Do not lie to one another, seeing that you have put off the old self with its practices – Colossians 3:9
Do not deceive children. Many are unaware of the evil consequences which result from this common practice. A physician once called to extract a tooth from a child. The little boy seeing the formidable instruments, and anticipating the pain, was exceedingly frightened, and refused to open his mouth. After much fruitless solicitation, the physician said, “Perhaps there is no need of pulling the tooth. Let me just rub it a little with my handkerchief, and it may be all that is necessary—it will not hurt you in the least.
The boy, trusting his word, opened his mouth. The physician, concealing his instrument in his handkerchief, seized hold of the tooth and wrenched it out. The parents highly applauded his artifice. But the man cheated the child. He abused his confidence; and he inflicted an injury upon his moral feelings not soon to be effaced. Will that physician get his handkerchief into the mouth of the child again? Will he believe what the physician may hereafter say? And when told that it is wicked to say that which is not true, will not the remembrance of the doctor’s falsehood be fresh in his mind? And while conscious that his parents approved of the deception, will he not feel it to be right for him to deceive, that he may accomplish his desires? This practice is attended with the most ruinous consequences. It unavoidably teaches the child to despise his parents. After he has detected them in one falsehood, he will not believe them when they speak the truth! It destroys his tenderness of conscience; and it teaches arts of deception. And what are the advantages? Why, in one particular instance, the point is gained.

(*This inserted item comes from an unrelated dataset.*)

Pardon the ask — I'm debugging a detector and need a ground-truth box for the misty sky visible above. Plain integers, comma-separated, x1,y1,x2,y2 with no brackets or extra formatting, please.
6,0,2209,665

Let compulsion be resorted to when necessary—but deception never. If a child cannot place implicit confidence in his parent, most assuredly no confidence can be reposed in the child. Is it possible for a mother to practice arts of deception and falsehood, and at the same time her daughter be forming a character of frankness and of truth? Who can for a moment suppose it? We must be what we wish our children to be. They will form their characters from ours!
A mother was once trying to persuade her little son to take some medicine. The medicine was very unpalatable, and she, to induce him to take it, declared it did not taste bad. He did not believe her. He knew, by sad experience, that her word was not to be trusted. A gentleman and friend who was present, took the spoon, and said, “James, this is medicine, and it tastes very badly. I would not like to take it, but I would, if necessary. You have courage enough to swallow something which does not taste good, have you not?”

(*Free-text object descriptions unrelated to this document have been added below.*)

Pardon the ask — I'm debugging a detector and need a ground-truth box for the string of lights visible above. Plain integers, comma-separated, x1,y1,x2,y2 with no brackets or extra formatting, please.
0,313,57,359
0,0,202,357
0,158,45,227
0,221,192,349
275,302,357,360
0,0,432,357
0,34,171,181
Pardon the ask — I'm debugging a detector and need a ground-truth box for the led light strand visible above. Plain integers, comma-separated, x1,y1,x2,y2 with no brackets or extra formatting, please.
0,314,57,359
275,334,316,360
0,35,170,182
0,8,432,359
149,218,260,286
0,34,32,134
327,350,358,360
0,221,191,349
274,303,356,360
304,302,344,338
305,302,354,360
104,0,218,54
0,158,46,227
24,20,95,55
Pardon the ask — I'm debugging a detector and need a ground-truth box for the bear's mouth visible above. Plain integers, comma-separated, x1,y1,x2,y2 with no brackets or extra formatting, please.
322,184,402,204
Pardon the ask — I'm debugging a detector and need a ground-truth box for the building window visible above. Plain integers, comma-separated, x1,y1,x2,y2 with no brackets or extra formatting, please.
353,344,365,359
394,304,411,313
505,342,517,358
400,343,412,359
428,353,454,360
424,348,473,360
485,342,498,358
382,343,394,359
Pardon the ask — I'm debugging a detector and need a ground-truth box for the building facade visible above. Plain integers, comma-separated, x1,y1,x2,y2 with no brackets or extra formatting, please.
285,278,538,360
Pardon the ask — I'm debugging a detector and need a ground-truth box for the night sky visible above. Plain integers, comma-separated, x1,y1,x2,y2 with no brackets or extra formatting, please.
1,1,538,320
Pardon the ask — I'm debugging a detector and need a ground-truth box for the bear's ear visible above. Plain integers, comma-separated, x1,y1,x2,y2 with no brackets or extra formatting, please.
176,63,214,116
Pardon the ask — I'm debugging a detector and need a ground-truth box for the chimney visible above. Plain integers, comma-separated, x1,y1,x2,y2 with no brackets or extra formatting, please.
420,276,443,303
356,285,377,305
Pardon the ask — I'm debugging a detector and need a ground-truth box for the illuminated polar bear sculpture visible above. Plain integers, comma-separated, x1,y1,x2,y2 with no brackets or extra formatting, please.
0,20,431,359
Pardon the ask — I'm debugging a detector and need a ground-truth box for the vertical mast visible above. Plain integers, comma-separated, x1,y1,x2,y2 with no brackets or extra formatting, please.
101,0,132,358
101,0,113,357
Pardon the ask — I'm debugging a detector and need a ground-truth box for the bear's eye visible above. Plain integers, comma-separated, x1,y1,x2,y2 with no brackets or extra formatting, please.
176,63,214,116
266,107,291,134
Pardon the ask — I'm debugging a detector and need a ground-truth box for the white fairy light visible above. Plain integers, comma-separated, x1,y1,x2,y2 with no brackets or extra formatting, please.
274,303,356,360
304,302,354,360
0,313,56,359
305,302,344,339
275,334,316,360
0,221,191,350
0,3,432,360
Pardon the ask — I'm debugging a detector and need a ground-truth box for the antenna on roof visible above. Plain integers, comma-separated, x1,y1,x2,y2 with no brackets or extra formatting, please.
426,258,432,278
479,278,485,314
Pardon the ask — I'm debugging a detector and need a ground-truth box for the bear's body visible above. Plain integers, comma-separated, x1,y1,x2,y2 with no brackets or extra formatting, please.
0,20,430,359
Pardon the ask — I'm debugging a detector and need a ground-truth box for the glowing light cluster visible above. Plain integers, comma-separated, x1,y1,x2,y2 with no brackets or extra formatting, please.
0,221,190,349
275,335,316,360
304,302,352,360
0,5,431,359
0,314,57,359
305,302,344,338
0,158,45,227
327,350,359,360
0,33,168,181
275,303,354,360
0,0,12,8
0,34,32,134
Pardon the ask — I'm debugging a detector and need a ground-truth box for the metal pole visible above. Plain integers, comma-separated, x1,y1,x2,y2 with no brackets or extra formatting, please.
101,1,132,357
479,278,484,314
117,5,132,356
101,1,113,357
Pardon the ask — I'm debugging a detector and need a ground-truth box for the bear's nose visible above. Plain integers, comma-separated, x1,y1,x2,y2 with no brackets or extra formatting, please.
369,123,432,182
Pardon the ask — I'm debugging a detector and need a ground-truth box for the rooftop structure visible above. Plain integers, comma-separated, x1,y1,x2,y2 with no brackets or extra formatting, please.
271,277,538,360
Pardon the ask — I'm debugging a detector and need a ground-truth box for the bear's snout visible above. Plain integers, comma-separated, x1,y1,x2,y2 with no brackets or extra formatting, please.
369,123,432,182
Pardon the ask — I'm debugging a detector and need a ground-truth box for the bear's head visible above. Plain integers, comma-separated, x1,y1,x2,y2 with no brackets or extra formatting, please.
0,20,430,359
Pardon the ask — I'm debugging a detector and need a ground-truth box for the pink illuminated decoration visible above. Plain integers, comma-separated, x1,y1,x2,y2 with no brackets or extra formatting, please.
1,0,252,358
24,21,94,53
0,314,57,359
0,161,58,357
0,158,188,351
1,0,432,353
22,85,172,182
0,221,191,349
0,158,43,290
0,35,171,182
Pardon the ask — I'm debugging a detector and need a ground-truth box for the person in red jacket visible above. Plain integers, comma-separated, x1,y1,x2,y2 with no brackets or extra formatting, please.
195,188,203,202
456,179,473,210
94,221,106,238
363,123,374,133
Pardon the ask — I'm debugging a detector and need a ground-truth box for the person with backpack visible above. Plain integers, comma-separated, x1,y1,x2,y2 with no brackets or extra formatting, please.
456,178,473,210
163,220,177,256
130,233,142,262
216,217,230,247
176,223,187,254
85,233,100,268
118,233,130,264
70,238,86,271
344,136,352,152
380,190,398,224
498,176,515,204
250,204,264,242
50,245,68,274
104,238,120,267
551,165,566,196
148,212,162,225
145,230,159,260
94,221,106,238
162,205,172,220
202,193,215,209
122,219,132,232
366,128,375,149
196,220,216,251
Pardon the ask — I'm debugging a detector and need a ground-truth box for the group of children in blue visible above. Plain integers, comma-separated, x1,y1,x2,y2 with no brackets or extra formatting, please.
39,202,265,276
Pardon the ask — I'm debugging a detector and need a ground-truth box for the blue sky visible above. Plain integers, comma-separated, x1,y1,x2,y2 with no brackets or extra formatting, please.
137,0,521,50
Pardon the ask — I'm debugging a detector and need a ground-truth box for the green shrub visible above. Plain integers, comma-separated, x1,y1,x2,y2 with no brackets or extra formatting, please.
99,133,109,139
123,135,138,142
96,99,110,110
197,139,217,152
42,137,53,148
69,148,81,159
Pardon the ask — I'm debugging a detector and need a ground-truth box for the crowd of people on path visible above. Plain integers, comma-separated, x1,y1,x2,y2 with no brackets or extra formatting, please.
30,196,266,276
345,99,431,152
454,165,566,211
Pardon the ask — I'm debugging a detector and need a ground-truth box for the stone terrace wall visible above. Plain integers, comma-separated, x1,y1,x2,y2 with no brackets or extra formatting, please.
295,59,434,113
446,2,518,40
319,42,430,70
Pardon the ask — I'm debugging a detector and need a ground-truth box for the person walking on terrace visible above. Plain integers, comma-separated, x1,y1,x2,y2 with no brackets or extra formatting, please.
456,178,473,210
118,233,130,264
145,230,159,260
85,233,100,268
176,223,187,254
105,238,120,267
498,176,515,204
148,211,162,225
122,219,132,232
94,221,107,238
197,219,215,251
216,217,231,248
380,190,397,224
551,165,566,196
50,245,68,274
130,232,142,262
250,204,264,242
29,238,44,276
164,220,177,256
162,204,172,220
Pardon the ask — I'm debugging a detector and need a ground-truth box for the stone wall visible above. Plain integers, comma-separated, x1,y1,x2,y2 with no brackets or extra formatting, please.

“Yes,” said James, looking a little less sulky. “But it is very bitter indeed.”
“I know it,” said the gentleman, “Perhaps you never tasted any thing much worse.” The gentleman then tasted the medicine himself, and said, “It is really very unpleasant. But now let us see if you have not resolution enough to take it, bad as it is.”
The boy hesitatingly took the spoon.
“It is, really, very bitter,” said the gentleman; “but the best way is to summon all your resolution, and down with it at once, like a man.”
James made, in reality, a great effort for a child, and swallowed the dose. And who will this child most respect—his deceitful mother, or the honest dealing stranger? And who will he hereafter most readily believe? It ought, however, to be remarked, that had the child been properly trained, he would at once, and without a murmur, have taken what his mother presented. It is certainly, however, a supposable case, that the child might, after all the arguments of the gentleman, still have refused to do his duty. What course should then be pursued? Resort to compulsion—but never to deceit. We cannot deceive our children without seriously injuring them, and destroying our own influence. Frank and open dealing is the only safe policy in family government, as well as on the wider theatre of life. The underhanded arts and cunning maneuvers of the deceiver are sure, in the end, to promote his own overthrow. Be sincere and honest—and you are safe. The only sure way of securing beneficial results, is by virtuous and honorable means.